Full credit, then, to director Olivia Fuchs, conductor Sian Edwards and the
Birmingham Contemporary Music Group for this imaginative, thoughtfully
programmed and highly engaging contextualisation of the work – one which
gave us not only eight songs for a mad King, but also the songs of the deluded monarch: the music that rings and rages through his
mind, heart and soul; real or imagined.
Librettist Randolph Stow explains in the score of Eight Songs that
the text was inspired by ‘a miniature mechanical organ playing eight tunes,
once the property of George III’. A scrap of paper sold with the organ
stated: ‘This organ was George the third for Birds to sing.’ Stow
describes how disturbing it was to imagine the King ‘in his purple flannel
dressing-gown and ermine night-cap, struggling to teach birds to make the
music which he could so rarely torture out of his flute and harpsichord. Or
trying to sing with them, in that ravaged voice, made almost inhuman by
day-long soliloquies’.
Davies’ score incorporates fragments and allusions to early
eighteenth-century and mid-twentieth century popular songs, and so the
BCMG’s programme comprised music from the same periods, and contrasted the
freedom offered to the soul by the sounds of nature with the constriction
and suffering resulting from disruptive human relationships and illness.
Throughout the programme, our Mad King – baritone Marcus Farnsworth – was
present at the foot of the concert platform of Wilton’s Music Hall.
Strait-jacketed, emitting occasional twitches and moans, he was by turns
delighted, distracted and distressed by the sounds he heard. Alone,
vulnerable and exposed, this lonely figure seemed to charge us with the
same voyeuristic pleasure that his contemporaries took in his fall from
grace.
The extended narrative was presented as a continuity, although some
disruption and interruption resulted from necessary re-arrangements of the
stage. These slight hiatuses, though, did not detract from either the
persuasive wholeness and striking intensity of the concept, or the
skilfulness of its execution.
Book-ending and infiltrating the ‘prelude’ to Eight Songs – which
begins with George in his aviary attempting to teach his birds to sing –
was Alaskan-based John Luther Adams’ multi-layered soundscape, songbirds. Perched in the gallery, percussionists Julian
Warburton and Steve Gibson provided percussive cracks and rumbles to
accompany Tony Robb’s piccolo trills and flutters.

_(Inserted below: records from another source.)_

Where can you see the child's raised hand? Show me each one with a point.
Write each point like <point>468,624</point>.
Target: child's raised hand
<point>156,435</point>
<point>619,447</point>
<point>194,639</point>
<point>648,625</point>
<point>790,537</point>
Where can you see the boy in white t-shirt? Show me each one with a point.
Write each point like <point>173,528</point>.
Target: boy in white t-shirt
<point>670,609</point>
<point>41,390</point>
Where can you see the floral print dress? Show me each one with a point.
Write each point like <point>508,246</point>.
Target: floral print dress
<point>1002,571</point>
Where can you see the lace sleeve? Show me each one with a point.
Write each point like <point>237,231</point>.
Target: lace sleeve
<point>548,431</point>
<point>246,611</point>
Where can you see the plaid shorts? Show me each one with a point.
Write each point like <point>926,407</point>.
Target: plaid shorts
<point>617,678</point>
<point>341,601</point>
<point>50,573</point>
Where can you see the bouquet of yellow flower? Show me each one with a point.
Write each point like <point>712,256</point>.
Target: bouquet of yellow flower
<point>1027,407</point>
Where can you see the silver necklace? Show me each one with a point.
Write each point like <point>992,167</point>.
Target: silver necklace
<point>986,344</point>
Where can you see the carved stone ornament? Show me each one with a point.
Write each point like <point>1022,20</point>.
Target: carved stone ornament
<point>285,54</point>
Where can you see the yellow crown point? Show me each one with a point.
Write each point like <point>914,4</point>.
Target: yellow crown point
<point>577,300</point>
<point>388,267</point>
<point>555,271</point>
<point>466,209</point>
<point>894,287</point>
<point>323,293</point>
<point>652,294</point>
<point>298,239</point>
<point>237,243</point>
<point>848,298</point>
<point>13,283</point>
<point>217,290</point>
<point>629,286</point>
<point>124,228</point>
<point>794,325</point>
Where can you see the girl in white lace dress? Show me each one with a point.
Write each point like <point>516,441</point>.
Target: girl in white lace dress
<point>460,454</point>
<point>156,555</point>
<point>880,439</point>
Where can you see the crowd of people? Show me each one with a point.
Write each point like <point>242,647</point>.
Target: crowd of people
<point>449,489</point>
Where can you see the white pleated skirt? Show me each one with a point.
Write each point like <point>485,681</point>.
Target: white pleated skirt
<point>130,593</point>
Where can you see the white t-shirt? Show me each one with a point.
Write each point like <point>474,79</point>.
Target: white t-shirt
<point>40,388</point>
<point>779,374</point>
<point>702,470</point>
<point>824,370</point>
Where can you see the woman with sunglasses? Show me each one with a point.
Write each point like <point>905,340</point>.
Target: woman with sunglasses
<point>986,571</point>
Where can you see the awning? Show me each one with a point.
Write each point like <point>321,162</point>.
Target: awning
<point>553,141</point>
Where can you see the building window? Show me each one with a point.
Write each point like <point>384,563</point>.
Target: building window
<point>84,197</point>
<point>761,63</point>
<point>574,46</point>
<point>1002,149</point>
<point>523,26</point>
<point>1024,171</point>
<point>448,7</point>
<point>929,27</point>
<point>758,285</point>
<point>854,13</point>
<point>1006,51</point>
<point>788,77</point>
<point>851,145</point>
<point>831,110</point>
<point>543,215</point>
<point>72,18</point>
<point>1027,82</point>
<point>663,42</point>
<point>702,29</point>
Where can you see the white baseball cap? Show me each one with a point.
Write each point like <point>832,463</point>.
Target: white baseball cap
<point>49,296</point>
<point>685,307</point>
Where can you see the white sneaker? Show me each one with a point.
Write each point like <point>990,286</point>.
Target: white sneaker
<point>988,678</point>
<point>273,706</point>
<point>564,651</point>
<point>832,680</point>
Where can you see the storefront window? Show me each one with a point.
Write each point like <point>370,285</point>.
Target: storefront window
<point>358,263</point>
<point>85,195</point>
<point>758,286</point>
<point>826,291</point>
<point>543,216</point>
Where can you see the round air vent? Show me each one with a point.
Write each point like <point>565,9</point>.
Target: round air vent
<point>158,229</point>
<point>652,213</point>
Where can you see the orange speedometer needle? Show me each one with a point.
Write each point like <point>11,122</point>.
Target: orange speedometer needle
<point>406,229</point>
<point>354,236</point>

Adams’ work was composed in the 1970s, at which time Messiaen had of course
been taking inspiration from birdsong for several decades. Adams has noted
that with ‘the self-consciousness of the self-styled young iconoclast’ he
deliberately set out to eschew Messiaen’s influence, and we were able to
judge for ourselves, for an example of the latter’s own orni-morphism
followed. Le merle noir (The Blackbird), composed in 1951
for the Paris Conservatory, explores the way the bird’s song can be not
simply portrayed or mimicked but actually grounded in the mechanism and
implementation of an instrument itself. Pianist Mark Knoop exploited the
composer’s divergent registers to establish the tremulous mood at the
start, before flautist Marie-Christine Zupancic delicately crafted the
diverse detail of the bird’s ‘cadenzas’.
Though our King had seemed entranced by Adams’ ‘Morningfieldsong’, during Le merle noir his head was bowed and clutched; a figure emerged
and seated herself at the front of the stage, wrapping herself in Wilton’s
generous red velvet curtain – a figure who, judging from her purple lace,
frizzed hair and kohled eyes, had wandered straight from Gay’s Beggar’s Opera. Soprano Jennifer France’s subsequent rendition of
the anonymous ballad ‘Mad Maudlin’s Search for Her Tom O’Bedlam’ was highly
theatrical. Accompanied by Tom McKinney’s paradoxically elegant guitar,
France’s soprano rolled richly around the text. In fact, the latter is
almost surreal in its imagery and fragmentation: what are we to make of Mad
Maudlin’s claim to have ‘cut mince piece from children’s thighs’, ‘boiled
ten thousand harlots’ in a cauldron and ‘beaten The Man in the Moon to
powder’.
Soprano Jennifer France and guitarist Tom McKinney perform Mad Maudlin’s Search for Her Tom O’Bedlam. Photo credit: Mark Allan.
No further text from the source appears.